А что все же было? Что и как?
…Приступ начался внезапно, на солнцезакате, когда город после суматошного дня печально затихал-немел. Впрочем, ничего этого Николай Степанович уже не видел. Голова у него стала тяжелеть, мутнеть. Ну, мутнеть — это знакомо, почти так же мутнеет она, когда угоришь в бане. А тяжелеть… Это непривычно. Будто чугунный котел, а не голова. Будто свинцом наполнена, этак на полпуда, на пуд.
Тогда в нем было как бы два человека: один мучился, кривился от нестерпимой тупой боли в голове, а другой — Титов-второй, холодный и бесчувственный, все подмечал и анализировал. Николая Степановича качало как пьяного. Будто налакался без меры. Впрочем, сперва качало, а потом он бессильно повалился на кровать, чувствуя, что ему становится все хуже и хуже. «А сердце-то как заходится, вот-вот остановится, — отмечал Титов-второй. — Почему такой воздух? Душно! До чего же душно! Я задыхаюсь!»

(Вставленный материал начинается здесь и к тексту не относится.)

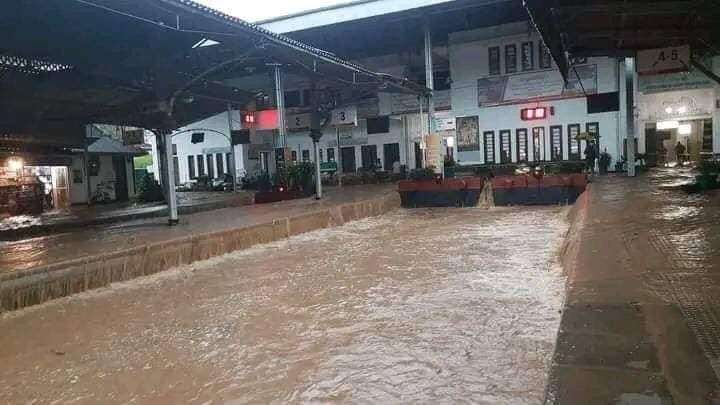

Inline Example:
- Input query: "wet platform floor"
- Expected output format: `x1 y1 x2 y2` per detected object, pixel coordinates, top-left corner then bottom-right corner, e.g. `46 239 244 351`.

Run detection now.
549 169 720 405
0 208 567 404
0 185 395 279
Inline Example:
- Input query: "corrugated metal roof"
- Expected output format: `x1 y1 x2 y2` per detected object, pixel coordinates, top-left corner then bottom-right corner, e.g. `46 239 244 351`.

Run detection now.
258 0 458 33
88 137 145 155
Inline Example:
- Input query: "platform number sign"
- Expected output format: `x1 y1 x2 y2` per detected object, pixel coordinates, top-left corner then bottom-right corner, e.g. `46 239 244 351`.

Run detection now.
637 45 690 75
330 105 357 126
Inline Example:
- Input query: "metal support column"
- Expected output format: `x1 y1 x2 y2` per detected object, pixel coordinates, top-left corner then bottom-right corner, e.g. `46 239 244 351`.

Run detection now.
226 103 237 192
83 141 92 205
624 57 635 177
313 140 322 200
335 127 342 186
161 131 178 225
274 64 287 148
415 96 427 168
425 20 435 134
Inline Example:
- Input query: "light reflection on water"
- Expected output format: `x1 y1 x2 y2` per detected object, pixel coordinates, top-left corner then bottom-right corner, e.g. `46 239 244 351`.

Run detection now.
0 208 566 404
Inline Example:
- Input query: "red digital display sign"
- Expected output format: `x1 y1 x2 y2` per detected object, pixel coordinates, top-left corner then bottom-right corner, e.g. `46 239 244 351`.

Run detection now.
242 110 278 130
520 107 548 121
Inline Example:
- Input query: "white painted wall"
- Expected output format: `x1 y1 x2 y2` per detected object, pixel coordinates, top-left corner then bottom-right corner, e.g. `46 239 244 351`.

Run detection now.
146 110 247 184
68 155 125 204
449 22 623 168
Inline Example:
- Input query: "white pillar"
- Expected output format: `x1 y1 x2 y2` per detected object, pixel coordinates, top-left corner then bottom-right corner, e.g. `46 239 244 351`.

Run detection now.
275 65 287 148
625 57 635 177
313 141 322 200
226 103 237 191
425 21 435 133
712 56 720 155
162 132 178 225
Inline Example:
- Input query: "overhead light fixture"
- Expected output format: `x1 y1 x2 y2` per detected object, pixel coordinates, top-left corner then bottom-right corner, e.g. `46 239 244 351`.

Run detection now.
7 156 25 172
657 121 680 130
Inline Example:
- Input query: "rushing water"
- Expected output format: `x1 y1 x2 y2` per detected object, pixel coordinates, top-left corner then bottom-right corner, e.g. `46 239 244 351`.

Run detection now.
0 208 567 404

Вера Ивановна — жена Титова — что-то спрашивала у него, поправляла подушку, но слова ее только раздражали, и каждый, даже чуточный толчок отдавался в голове новой болью.

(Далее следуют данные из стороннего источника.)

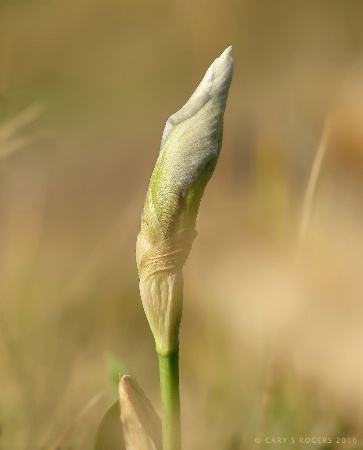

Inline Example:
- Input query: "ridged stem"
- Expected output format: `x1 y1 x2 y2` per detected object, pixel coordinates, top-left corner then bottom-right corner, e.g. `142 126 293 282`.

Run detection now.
158 350 181 450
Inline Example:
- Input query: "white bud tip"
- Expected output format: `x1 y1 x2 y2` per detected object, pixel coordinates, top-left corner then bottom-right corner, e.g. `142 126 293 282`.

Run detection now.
161 45 234 147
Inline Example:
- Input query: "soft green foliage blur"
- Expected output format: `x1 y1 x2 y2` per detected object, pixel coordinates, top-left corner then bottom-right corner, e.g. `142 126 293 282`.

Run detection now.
0 0 363 450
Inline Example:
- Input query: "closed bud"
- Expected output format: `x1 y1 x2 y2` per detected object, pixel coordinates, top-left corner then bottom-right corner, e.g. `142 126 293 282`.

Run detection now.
136 47 233 354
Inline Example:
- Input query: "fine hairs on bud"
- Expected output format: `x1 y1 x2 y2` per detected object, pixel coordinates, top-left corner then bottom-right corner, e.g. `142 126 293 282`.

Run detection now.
136 47 233 354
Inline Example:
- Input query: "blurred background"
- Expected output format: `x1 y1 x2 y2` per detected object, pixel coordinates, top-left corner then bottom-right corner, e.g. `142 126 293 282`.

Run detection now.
0 0 363 450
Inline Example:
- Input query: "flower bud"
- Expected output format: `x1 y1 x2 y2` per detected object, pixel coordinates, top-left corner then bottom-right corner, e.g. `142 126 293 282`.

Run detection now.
136 47 233 354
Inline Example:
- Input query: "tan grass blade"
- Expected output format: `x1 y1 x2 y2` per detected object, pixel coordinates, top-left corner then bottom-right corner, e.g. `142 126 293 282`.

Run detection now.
119 376 162 450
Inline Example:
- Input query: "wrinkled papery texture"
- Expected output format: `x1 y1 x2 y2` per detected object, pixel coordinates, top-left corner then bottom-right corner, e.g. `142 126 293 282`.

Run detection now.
119 375 162 450
136 47 233 354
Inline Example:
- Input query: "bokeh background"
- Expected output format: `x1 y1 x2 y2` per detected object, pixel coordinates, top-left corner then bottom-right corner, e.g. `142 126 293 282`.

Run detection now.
0 0 363 450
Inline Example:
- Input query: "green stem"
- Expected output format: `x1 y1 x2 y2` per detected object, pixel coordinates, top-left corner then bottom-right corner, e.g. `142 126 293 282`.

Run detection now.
158 350 181 450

Его охватило чувство безысходной смертной тоски; казалось, все погибло, все кончилось для него и впереди только тьма, тьма! И он в ней — скверный, ничтожный, обреченный на гибель человечек. Самое страшное в этом приступе были не свинцовая тяжесть и боль, а вот это чувство смертельной безысходности, которую и описать-то невозможно. Вроде бы ни логики, ни фактов, одно всепоглощающее чувство безысходности.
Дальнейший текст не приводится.